別れた警視正パパに見つかって情熱愛に捕まりました

(お正月にあと少しで帰れると思うってメッセージくれてたけど、まだなんだよね。今月のお墓参りにも来れなかったし)

 佳純は重い気持ちで店の壁にかかったカレンダーに目をやった。瞬の元上司の月命日は三日前だ。しかし彼が店に来てもどんな顔をしていいかわからなかっただろう。

 カレンダーの数字を追っていた佳純はあることに気づいた。

(あれ、そういえば、今月まだ生理きてない?)

 たしか周期的に年末か年始に来るはずで、仕事の無い年始にきてくれるといいなと思っていたはずだった。

「え……」

 何気なく浮かんだ思考に思わず息を吸うのも忘れた。すぐに心臓が嫌な音を立て始める。ある可能性に気づいたからだ。

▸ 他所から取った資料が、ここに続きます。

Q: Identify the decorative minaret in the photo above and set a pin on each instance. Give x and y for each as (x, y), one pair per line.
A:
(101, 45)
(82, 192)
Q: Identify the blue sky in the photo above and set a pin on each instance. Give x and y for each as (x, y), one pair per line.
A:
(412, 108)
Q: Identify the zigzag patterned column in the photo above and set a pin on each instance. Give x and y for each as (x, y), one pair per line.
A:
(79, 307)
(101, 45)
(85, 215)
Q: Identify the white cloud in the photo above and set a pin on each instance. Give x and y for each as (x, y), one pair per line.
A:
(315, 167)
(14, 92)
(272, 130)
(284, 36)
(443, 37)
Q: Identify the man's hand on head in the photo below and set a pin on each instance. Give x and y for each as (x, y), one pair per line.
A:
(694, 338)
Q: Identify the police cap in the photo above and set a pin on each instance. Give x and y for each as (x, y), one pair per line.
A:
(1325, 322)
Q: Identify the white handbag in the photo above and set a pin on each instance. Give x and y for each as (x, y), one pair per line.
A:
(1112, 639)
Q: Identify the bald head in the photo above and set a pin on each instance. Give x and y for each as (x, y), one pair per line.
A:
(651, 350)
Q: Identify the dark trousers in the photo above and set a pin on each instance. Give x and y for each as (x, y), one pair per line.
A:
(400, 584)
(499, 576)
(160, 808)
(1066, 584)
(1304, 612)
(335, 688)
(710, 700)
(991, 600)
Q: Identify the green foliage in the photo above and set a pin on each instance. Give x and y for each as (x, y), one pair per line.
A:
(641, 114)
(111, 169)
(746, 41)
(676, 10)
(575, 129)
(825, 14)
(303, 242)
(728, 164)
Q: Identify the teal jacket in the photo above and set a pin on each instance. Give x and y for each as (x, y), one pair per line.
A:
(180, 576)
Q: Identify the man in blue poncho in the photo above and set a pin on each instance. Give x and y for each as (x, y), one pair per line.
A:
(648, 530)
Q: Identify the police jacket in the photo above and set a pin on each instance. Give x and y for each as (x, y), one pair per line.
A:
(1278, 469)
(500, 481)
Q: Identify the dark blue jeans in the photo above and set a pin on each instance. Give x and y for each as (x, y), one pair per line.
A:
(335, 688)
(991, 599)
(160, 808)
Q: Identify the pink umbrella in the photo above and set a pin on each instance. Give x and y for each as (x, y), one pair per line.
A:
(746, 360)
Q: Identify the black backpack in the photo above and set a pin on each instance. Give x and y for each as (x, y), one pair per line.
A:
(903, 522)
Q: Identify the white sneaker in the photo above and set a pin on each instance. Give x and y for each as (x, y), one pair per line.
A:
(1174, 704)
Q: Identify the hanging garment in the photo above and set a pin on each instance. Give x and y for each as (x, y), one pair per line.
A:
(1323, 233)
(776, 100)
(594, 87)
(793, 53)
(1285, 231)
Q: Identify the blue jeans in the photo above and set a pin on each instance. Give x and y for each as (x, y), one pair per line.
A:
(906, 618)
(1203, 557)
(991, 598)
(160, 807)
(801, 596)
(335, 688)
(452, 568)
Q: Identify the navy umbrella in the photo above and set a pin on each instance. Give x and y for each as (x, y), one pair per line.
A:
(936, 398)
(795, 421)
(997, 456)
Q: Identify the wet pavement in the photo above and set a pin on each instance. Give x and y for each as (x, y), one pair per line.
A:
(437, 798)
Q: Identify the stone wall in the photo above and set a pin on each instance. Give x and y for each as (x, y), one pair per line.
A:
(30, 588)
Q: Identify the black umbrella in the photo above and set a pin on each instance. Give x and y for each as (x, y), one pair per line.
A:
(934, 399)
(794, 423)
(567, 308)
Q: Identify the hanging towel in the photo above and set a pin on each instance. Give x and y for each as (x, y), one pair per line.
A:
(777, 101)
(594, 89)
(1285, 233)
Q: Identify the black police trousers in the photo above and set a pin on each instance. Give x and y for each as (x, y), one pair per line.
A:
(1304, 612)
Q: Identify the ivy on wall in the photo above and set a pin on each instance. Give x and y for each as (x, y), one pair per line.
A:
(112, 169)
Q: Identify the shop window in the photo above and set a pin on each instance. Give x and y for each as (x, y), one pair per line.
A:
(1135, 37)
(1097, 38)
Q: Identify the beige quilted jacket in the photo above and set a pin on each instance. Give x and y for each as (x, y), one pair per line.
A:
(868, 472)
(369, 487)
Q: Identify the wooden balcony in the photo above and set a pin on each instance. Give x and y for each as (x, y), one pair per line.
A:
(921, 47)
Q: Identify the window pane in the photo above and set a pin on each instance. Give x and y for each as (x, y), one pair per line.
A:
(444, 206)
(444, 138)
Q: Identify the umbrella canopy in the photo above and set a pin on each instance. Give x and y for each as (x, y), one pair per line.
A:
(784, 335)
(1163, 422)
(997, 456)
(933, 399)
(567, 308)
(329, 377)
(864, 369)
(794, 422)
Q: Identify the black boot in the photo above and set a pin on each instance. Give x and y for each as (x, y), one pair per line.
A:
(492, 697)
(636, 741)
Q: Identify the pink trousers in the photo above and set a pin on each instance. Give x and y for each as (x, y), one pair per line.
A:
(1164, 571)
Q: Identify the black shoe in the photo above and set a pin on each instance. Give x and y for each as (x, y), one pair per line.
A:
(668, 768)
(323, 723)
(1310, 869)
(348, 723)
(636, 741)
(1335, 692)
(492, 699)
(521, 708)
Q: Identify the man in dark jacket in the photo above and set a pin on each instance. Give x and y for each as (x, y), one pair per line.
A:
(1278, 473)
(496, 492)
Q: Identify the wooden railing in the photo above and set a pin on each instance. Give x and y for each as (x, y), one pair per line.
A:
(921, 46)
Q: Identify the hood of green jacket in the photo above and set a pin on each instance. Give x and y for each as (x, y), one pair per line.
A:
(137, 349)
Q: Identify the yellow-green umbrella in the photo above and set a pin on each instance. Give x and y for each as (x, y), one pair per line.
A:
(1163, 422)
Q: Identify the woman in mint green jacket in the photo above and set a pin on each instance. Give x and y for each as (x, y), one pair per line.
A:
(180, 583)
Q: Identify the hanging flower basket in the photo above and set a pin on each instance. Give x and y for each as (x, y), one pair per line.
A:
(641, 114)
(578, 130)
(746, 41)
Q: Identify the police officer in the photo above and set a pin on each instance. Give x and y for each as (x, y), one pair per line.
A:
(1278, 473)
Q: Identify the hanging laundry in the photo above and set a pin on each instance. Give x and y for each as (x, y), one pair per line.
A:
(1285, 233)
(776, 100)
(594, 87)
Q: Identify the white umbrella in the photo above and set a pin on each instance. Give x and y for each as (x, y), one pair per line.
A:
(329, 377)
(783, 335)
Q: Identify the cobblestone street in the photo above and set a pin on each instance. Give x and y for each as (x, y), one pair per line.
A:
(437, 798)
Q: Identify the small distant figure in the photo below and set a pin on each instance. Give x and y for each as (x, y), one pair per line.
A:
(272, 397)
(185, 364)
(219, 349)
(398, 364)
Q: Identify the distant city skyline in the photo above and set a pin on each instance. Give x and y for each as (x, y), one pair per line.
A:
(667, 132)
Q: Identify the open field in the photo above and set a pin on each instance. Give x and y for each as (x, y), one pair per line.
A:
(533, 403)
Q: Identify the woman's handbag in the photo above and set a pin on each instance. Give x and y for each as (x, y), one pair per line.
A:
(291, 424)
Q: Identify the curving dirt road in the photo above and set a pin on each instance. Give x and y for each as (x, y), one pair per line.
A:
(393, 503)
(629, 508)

 手に持っていたじょうろが急に冷たく感じて佳純は身震いした。

(……落ち着こう。年末年始精神的にすごく不安定だったから、それで遅れているだけかもしれない)

 必死に自分に言い聞かせるが、なかなか動揺は収まらなかった。

 そのあとも何とか仕事をこなし、夕方に店を出た佳純の足は自宅近くのドラックストアに向かっていた。

(とにかく、はっきりさせなくちゃ……)

 これ以上不安になりたくない。その一心だった。